Shonda Rhimes' Shows Treated Abortion Matter-Of-Factly When Few Shows Did

"Grey's Anatomy" and "Scandal" depicted abortion in ways most TV shows hadn't before. Now, the showrunner is reflecting on how she got each storyline made.
Illustration: HuffPost; Photos: ABC / Getty Images

This article is part of a larger series titled “The End Of Roe.” Head here to read more.

By the early 2010s, Shonda Rhimes had created and was running three hit shows on ABC: “Grey’s Anatomy,” “Private Practice” and “Scandal.” In a time when there were just a handful of TV shows that had featured abortion storylines (and often on “very special episodes”), all three of her shows depicted abortion matter-of-factly, demonstrating how it’s a part of many people’s everyday lives and shouldn’t be so highly stigmatized.

On “Private Practice,” OB-GYN and neonatal surgeon Addison Montgomery (Kate Walsh) was both an abortion provider and someone who herself had previously gotten an abortion. And twice on Rhimes’ shows, audiences saw lead characters (and in even more of a rarity, both of them women of color) getting an abortion on prime-time television.
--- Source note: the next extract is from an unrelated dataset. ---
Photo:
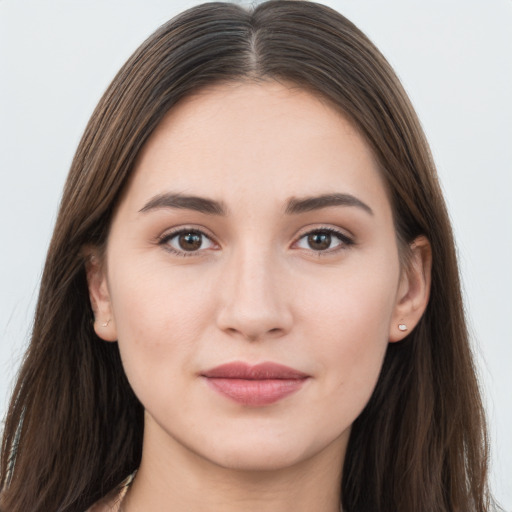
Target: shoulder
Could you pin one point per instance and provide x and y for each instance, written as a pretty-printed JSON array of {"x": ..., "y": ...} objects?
[{"x": 112, "y": 501}]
In the years since, there has been a marked increase in TV shows that have featured abortion storylines. Yet, even now, these episodes are striking in their clarity and frankness. On “Grey’s” in 2011, surgeon Cristina Yang (Sandra Oh) has an abortion, an obvious choice for her as a character. A few years later, in a 2015 episode of “Scandal,” political fixer Olivia Pope (Kerry Washington) gets an abortion that goes virtually unmentioned before or after, like a footnote in the show. Moreover, when being a woman who doesn’t want children still feels like a third-rail issue, both storylines are also significant in their depictions of women who unquestionably do not want children — and therefore, are forthright and unwavering in their decision to have an abortion.

As Rhimes recalled in an email to HuffPost, there was never a question her shows would portray abortion.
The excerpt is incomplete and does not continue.